Eine zeitlang gab es wirklich üble PC Umsetzungen, bei manchen Spielen konnte man in den Menüs/im Hauptmenü nicht mal die Maus nutzen. 
NBA2k beispielsweise ist eine tolle Basketballreihe, vom Gameplay her überragend, aber die ganze Menüführung und -struktur ist auf dem PC auch eine Katastrophe. Alles viel zu konsolig.

Insgesamt muss ich allerdings sagen, dass es die letzten 1-2 Jahre doch wieder besser geworden ist. Vor 4, 5 Jahren wars teilweise wirklich extrem übel. Durch die neuen Konsolen und da sie PC-näher sind, erhoffe ich ja, dass es dadurch noch bessere Umsetzungen für den PC gibt und schlechte Portierungen der Vergangenheit angehören.
Am liebsten wäre mir ja, wenn alle Spiele primär für den PC entwickelt werden würden und dann für Konsole und nicht umgekehrt.


----------



## Enisra (14. August 2013)

Just Cause war auch echt mies
Das war so ein Titel wo man keine Maus benutzen konnte und die Steuerung sich im Spiel son angefühlt hat als ob man sich durch Brotteig bewegt


----------



## LordCrash (14. August 2013)

Enisra schrieb:


> Just Cause war auch echt mies
> Das war so ein Titel wo man keine Maus benutzen konnte und die Steuerung sich im Spiel son angefühlt hat als ob man sich durch Brotteig bewegt


 Ich hab nur den zweiten Teil gespielt und den konnte man gut mit Maus+Tastatur steuern.


----------



## Enisra (14. August 2013)

war bei ner PCG dabei und naja, nach dem mich der erste Teil so genervt hat, wollte ich jetzt echt keinen Cent für einen zweiten ausgeben oder mich aktiv darüber informieren


----------



## sauerlandboy79 (14. August 2013)

Enisra schrieb:


> war bei ner PCG dabei und naja, nach dem mich der erste Teil so genervt hat, wollte ich jetzt echt keinen Cent für einen zweiten ausgeben oder mich aktiv darüber informieren


 Hab immer darüber nachgedacht mal diese Vollversion anzuspielen, am Ende fehlte aber doch der Reiz. Weiss auch nicht warum...


----------



## Bonkic (14. August 2013)

Enisra schrieb:


> war bei ner PCG dabei und naja, nach dem mich der erste Teil so genervt hat, wollte ich jetzt echt keinen Cent für einen zweiten ausgeben oder mich aktiv darüber informieren


 
just cause 2 ist super! lohnt sich auf jeden fall!


----------



## Rabowke (14. August 2013)

Ich frag mich wirklich, was manche für ein System haben ... gerade Tomb Raider lief super, sah super aus und war schön gemacht! Also gerade Tomb Raider würde ich als einen sehr, sehr guten Port bezeichnen.

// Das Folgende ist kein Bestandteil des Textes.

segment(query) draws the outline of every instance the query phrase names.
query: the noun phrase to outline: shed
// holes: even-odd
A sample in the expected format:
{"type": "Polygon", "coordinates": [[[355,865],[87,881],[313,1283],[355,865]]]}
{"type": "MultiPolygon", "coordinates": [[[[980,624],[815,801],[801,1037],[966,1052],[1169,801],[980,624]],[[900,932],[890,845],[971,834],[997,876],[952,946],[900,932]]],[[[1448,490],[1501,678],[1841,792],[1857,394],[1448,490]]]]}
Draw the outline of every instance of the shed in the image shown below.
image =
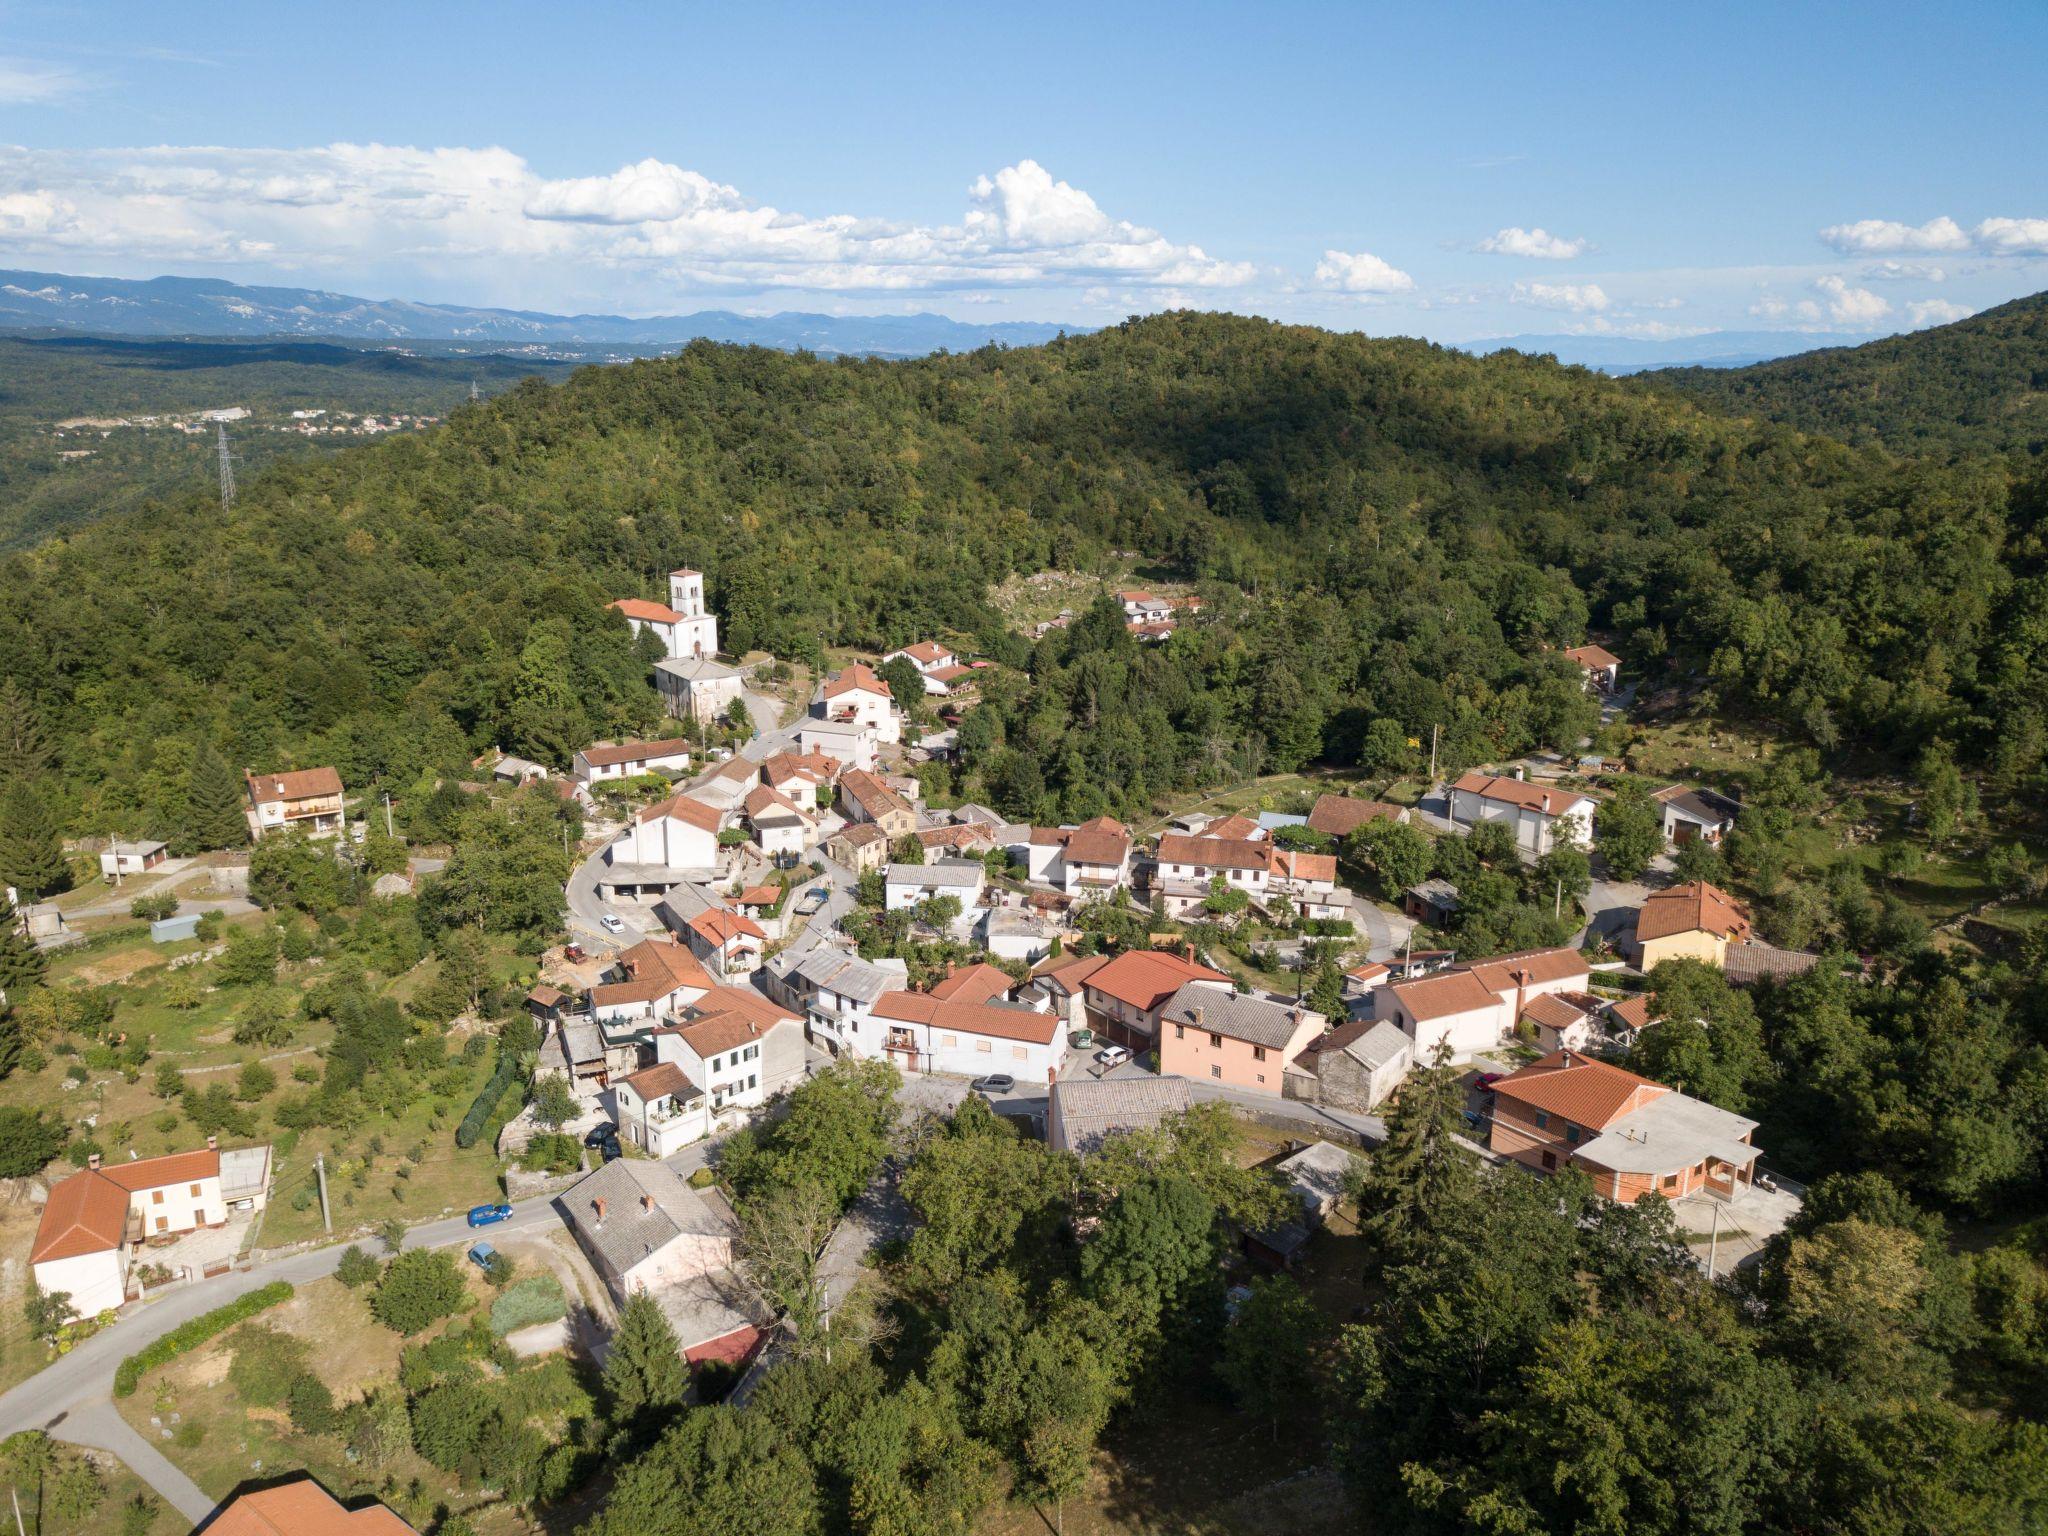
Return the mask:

Auch LA Noir, was hier erwähnt wurde, war ein tolles PC Spiel mit einer sehr passenden und stimmigen Grafik. Den 60fps Patch hab ich ausprobiert, aber so gut wie keinen Unterschied bemerkt. Selbst bei den Actionenszenen in LA Noir haben sich die 30fps nicht negativ bemerkbar gemacht.


----------



## sauerlandboy79 (14. August 2013)

Rabowke schrieb:


> Ich frag mich wirklich, was manche für ein System haben ... gerade Tomb Raider lief super, sah super aus und war schön gemacht! Also gerade Tomb Raider würde ich als einen sehr, sehr guten Port bezeichnen.
> 
> Auch LA Noir, was hier erwähnt wurde, war ein tolles PC Spiel mit einer sehr passenden und stimmigen Grafik. Den 60fps Patch hab ich ausprobiert, aber so gut wie keinen Unterschied bemerkt. Selbst bei den Actionenszenen in LA Noir haben sich die 30fps nicht negativ bemerkbar gemacht.


Du kannst aber auch nicht pauschal die Hardware anderer Spieler als Grund fürs Streiken mancher Spieler veantwortlich machen.
Tomb Raider lief, aber auch erst dank nachgereichter Patches und angepasster Treiber zufriedenstellend. Warum wurden diese denn sonst so schnell nachgeschoben ? 

Und das Installationschaos bei L.A. Noire...

Spiele, die im Release-Zustand nicht rund laufen, bekommen nicht umsonst den Rüffel der Spieler ab. Von der Optik ist hier ja nicht die eigentliche Rede.


----------



## Rabowke (14. August 2013)

Bitte?

Ich hab Tomb Raider ohne Patch durchgespielt und auch mit meinem damals installierten Treiber lief es sehr gut?! 

LA Noir hattest *du* Installationsprobleme, ich nicht.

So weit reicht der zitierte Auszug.